RTI again! Changing PAYE procedures
The year-end procedures for payrolls and PAYE have changed. Real Time Information (RTI) brought in online reporting for most employers during 2013 and a regular 'full payment submission' (FPS) or 'Employer Payment Summary' (EPS) must be made to maintain compliance. As we approach the end of another tax year, it is worth noting what is different this year. At the time of writing the section of the HMRC website dealing with end-of-year tasks has the following statement:
"Do not send forms P35 or P14 for 2013-14 tax year"
From 6 April 2013 employers started reporting PAYE information to HMRC in real time. You must report your payroll information by submitting FPS and EPS. Don't try to send forms P35 or P14 for 2013-14 or later tax years - if you do they'll be rejected.

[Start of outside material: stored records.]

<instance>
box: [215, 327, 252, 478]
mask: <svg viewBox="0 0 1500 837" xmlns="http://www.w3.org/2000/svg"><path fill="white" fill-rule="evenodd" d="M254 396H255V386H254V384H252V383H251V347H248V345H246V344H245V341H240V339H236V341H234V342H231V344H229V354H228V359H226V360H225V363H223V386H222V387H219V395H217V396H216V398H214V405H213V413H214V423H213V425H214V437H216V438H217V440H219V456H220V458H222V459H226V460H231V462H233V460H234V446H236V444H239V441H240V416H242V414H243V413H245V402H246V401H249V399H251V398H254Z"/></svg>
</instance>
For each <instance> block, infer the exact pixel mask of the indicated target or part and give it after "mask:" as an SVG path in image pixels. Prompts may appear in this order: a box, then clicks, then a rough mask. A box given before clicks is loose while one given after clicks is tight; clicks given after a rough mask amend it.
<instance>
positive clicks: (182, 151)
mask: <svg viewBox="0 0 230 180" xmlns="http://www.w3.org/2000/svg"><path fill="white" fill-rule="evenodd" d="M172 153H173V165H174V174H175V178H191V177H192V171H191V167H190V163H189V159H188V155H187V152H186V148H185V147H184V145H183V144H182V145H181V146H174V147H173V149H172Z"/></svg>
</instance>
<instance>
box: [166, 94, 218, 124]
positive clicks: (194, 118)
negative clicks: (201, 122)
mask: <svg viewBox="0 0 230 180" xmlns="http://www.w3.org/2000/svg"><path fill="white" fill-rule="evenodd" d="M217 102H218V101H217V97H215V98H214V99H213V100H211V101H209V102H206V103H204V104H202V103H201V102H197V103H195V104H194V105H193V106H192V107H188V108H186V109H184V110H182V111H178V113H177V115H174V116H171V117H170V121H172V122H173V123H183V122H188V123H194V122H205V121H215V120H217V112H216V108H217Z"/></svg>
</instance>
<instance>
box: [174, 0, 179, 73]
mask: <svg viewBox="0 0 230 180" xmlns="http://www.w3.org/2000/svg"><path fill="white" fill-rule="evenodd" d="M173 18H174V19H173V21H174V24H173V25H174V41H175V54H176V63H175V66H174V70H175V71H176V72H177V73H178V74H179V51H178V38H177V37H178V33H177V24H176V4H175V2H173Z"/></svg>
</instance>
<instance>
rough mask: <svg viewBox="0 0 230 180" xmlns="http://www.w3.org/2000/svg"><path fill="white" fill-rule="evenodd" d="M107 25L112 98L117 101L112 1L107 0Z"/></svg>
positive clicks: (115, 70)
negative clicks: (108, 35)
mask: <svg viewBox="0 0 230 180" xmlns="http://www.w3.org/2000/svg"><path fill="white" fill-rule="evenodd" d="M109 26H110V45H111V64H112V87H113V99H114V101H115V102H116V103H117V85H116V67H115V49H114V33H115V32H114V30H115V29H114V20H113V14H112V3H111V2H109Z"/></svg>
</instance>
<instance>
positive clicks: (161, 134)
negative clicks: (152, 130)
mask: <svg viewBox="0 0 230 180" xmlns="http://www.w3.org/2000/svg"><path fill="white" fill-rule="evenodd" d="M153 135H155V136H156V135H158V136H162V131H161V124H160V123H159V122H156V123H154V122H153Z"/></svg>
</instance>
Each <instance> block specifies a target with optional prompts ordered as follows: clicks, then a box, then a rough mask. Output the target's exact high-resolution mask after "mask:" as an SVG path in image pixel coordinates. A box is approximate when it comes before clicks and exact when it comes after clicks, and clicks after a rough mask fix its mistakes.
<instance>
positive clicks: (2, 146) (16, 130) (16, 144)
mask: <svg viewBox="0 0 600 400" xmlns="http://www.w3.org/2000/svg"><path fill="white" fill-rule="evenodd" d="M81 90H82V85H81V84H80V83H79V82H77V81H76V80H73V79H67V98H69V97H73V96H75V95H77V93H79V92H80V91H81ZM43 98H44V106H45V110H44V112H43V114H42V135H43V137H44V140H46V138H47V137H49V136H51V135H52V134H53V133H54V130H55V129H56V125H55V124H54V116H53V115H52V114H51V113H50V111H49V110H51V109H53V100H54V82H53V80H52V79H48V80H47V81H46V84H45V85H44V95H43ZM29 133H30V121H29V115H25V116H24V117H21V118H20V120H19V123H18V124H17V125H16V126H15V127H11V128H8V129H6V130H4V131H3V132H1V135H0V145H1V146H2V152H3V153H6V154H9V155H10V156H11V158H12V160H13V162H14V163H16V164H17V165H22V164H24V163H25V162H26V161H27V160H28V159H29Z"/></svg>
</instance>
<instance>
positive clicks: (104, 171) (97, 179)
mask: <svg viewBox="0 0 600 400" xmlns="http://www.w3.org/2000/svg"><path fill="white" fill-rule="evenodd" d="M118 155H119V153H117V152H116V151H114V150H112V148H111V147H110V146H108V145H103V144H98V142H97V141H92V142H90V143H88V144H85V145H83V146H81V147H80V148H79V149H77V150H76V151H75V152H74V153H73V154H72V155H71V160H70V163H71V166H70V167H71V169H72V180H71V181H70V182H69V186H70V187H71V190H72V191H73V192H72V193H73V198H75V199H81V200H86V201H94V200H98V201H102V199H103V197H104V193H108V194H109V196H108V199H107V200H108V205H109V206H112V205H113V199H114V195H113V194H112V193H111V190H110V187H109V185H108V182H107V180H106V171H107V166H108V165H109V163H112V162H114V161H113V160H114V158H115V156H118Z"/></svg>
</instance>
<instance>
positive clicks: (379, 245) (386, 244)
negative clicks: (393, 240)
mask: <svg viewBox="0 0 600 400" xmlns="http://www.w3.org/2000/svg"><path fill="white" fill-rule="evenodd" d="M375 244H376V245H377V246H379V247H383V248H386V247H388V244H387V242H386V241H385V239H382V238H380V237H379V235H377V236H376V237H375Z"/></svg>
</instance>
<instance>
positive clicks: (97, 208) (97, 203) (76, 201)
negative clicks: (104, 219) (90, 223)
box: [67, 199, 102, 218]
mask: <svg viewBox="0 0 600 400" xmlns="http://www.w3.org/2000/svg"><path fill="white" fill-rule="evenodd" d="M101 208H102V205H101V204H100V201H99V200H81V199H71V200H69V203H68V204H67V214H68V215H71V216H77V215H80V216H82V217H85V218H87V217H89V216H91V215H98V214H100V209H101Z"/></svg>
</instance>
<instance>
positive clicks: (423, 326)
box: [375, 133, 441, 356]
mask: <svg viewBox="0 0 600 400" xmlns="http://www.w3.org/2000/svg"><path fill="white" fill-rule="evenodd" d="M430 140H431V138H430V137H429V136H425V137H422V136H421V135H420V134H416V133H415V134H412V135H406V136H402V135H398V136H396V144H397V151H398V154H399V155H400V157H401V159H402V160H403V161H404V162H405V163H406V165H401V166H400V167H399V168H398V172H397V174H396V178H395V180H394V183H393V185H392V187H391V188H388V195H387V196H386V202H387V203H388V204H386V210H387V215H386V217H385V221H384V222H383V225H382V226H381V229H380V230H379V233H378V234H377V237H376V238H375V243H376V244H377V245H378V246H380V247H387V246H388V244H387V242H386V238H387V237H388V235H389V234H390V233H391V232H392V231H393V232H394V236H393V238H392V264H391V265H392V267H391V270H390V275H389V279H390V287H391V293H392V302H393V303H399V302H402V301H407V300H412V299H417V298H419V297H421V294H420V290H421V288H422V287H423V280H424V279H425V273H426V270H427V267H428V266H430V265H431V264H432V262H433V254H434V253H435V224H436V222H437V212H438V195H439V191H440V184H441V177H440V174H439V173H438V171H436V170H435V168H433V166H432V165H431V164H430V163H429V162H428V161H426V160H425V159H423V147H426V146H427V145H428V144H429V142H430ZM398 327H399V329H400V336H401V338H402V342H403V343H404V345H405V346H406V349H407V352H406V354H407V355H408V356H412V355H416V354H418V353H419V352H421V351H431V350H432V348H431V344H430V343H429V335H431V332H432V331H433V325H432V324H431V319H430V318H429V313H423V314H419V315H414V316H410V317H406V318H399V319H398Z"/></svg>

Now that is a clear statement and accords with the tax law and PAYE regulations. However, allegedly some tax officers are still sending out letters stating "Adjustments should be included on your 2013/14 P35"! It seems the message has not got through to everybody and confusion abounds. So what do we know?
- The proposed RTI penalties were removed for 2013/14 so that no penalty will be charged for late filing if the final FPS (or EPS) is submitted by 19 April.
- HMRC has announced that existing employers with nine or fewer employees, who need more time to adapt, can report PAYE information on or before the last payday in the month until April 2016.
- If you don't report the final payment made to an employee, for 2012-13 and 2013-14, by 19 May following the end of the tax year, a late filing penalty will be charged.
- Penalties are calculated on the basis of Â£100 per 50 employees and accrue for each month (or part month) that a return remains outstanding after 19 May.
- New late filing penalties will apply to returns due from employers for the tax year 2014-15 onwards.
We need to be informing our clients what they need to do with payroll reporting and RTI and it seems that 19 May 2014 is an immovable deadline for completing the PAYE reports for 2013/14. For the regular readers of ICAEW publications you will know that there are still many 'teething troubles' with RTI such as duplicated employees and the inability of HMRC officials to see the same online data as employers. The HMRC 'RTI Resolution Team' seems inundated with a backlog of discrepancies to clear. There are calls to extend the date from when RTI penalties start beyond 6 April 2014. It is difficult to judge how the system will develop during 2014 which takes away one of the central pillars to managing an economy to help business; i.e. 'certainty'.